Netflix (NFLX) has been one of the hottest stocks since the market’s December low.
Last night it announced its quarterly earnings and traders were disappointed.
The disappointment selloff in NFLX did traders a big favor.
While it would have been more exciting to see NFLX gap higher and run, that would not have provided the great trading inflection point that today’s low will create.
The simple way to trade NFLX going forward is to wait until Monday.
Today’s low will establish a multi-day range low with the range high being the $358.85 high set on January 16th.
For the next several weeks, if NFLX is trading below that low it’s bearish. If it trades above $359 then it’s bullish.
If you trade either breakout, the best stop is at the opposite side of the range.
Personally, I would not short it. I’d look for an opportunity to be a buyer if the high of the range is taken out.
It’s very important to understand that I’m not interested in buying unless $359 is broken to the upside because that would represent the stock trading higher despite a disappointing reaction to earnings.

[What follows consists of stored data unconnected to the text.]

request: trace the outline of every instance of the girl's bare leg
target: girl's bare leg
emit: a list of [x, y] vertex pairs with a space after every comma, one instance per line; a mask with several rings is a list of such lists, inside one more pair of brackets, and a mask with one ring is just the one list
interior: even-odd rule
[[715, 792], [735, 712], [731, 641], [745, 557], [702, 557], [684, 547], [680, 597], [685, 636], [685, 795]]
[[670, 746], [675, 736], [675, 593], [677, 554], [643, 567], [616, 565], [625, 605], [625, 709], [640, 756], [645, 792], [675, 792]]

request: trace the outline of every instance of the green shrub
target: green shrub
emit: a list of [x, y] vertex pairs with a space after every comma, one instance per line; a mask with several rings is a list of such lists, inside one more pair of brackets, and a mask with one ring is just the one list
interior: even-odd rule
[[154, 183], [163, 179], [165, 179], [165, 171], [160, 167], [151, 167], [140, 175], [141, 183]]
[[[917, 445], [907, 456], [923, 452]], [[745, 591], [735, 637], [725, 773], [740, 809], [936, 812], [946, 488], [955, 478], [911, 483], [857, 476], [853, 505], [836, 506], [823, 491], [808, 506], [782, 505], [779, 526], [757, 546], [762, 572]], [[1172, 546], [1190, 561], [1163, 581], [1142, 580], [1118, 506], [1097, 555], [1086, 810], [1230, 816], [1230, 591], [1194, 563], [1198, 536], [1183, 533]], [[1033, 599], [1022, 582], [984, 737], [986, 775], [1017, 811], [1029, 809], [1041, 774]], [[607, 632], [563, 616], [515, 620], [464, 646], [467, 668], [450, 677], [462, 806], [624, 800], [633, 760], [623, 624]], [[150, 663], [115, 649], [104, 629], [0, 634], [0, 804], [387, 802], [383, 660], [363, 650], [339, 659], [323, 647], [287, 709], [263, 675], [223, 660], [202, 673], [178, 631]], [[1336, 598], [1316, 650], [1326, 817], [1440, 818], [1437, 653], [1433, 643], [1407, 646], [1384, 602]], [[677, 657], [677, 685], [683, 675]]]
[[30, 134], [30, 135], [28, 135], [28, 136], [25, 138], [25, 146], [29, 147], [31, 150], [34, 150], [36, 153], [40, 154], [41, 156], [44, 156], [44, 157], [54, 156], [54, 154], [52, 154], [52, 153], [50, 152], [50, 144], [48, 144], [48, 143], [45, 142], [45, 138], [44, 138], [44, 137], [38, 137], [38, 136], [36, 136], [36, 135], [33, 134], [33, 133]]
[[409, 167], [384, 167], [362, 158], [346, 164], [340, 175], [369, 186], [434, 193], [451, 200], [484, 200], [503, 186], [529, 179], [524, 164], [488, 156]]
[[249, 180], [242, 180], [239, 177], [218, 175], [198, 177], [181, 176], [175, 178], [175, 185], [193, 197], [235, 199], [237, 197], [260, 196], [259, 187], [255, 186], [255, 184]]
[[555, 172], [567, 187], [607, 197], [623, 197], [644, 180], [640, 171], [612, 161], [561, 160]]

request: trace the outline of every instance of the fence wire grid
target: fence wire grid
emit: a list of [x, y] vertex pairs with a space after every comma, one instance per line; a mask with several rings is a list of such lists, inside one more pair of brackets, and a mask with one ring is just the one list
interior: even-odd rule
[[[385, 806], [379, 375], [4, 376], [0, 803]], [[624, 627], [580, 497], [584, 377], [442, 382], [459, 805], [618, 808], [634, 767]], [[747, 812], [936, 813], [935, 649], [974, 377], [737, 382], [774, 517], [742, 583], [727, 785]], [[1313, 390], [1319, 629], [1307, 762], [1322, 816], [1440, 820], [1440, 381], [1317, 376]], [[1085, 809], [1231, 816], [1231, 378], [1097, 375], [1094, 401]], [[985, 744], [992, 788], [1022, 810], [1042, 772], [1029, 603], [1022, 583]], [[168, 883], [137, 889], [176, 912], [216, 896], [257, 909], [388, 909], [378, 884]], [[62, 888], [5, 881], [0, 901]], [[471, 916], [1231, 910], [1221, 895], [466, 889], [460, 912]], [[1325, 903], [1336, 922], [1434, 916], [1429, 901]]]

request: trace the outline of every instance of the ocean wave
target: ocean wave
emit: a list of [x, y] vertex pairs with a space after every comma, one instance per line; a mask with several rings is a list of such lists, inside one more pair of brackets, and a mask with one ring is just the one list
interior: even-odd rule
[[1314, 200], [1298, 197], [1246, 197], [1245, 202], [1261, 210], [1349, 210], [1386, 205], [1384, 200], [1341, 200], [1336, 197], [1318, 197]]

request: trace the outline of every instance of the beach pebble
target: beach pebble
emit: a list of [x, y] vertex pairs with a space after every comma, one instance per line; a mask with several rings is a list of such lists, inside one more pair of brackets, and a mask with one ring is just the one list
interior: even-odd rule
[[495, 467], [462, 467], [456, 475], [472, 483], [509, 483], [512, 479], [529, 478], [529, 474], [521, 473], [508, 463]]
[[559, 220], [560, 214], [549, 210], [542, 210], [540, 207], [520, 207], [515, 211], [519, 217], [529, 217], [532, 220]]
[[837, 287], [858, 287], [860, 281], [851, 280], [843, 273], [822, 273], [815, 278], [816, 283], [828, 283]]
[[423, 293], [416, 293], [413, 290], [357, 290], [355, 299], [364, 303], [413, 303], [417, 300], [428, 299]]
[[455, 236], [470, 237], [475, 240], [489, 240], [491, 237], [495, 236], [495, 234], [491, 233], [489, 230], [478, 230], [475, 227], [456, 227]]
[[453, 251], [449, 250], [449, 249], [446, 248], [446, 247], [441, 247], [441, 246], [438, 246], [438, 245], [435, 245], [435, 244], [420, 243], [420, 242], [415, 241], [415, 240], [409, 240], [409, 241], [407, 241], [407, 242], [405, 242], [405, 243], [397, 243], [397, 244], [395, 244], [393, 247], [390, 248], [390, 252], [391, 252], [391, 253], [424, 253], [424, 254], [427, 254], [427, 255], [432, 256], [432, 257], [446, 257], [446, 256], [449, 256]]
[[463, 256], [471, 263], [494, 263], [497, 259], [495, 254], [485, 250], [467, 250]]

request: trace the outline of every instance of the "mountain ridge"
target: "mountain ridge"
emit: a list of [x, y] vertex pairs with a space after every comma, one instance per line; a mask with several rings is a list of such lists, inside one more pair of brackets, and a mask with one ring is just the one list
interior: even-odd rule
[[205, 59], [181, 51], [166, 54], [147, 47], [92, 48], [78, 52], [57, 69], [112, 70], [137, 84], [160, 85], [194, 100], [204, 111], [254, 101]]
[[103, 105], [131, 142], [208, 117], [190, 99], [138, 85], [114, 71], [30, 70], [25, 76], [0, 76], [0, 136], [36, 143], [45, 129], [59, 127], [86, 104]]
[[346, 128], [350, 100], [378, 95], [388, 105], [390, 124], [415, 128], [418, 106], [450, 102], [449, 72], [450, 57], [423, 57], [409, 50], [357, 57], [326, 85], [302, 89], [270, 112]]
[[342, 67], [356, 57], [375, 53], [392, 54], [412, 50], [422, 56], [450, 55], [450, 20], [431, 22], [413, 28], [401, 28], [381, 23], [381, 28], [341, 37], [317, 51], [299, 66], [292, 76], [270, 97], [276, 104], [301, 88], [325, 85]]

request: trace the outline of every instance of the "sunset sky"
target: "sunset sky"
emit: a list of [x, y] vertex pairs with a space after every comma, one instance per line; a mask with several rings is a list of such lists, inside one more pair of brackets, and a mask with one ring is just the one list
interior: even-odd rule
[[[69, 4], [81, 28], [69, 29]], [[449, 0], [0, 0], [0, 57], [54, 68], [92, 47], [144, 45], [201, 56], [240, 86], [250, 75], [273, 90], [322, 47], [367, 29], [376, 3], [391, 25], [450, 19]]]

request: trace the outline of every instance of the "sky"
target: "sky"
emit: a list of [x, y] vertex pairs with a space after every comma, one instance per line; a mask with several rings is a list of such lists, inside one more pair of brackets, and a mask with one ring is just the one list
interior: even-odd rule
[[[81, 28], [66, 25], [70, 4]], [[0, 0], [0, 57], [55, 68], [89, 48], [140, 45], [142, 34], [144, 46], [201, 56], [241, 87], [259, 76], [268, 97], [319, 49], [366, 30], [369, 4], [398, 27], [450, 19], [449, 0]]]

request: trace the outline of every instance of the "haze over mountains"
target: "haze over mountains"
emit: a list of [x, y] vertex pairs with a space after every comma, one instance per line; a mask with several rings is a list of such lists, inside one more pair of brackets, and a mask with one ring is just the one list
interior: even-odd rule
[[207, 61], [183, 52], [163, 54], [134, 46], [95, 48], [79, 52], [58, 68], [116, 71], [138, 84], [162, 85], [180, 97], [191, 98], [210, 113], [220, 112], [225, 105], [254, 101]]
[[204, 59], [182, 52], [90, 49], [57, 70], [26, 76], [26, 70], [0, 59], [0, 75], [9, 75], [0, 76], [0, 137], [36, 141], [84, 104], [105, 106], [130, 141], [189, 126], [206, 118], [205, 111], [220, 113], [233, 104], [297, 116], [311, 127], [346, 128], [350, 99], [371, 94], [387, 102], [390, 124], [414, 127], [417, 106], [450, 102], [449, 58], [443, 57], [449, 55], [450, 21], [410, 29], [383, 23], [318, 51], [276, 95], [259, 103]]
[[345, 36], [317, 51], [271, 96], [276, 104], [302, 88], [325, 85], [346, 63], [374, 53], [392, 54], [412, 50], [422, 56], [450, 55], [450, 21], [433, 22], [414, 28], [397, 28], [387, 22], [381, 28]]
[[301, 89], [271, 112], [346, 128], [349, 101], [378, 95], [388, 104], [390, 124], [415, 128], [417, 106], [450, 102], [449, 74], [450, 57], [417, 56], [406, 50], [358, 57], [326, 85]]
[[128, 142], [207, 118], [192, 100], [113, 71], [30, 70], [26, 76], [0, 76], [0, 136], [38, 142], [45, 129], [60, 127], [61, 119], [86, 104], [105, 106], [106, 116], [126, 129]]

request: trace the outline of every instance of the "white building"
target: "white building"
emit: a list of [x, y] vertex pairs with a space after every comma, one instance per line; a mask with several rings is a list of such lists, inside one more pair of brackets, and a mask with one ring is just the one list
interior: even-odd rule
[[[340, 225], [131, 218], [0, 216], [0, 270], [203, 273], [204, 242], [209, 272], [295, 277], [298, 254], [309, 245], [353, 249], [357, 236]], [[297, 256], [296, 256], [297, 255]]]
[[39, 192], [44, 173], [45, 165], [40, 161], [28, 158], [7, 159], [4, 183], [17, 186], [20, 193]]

A move higher represents “bad news, good action” which is bullish.
However, until $359 is broken, it’s not as easy to tell how bad the news really is in the minds of the big institutional bulls that drive the stock’s major move.
If the 359 level it taken out today, then yes, bulls could enter today with a stop under today’s low. In this case today’s high would be both the high and the low of the range to use for trading it going forward.
If you want to be more conservative, let today’s range form and start looking at it on Monday.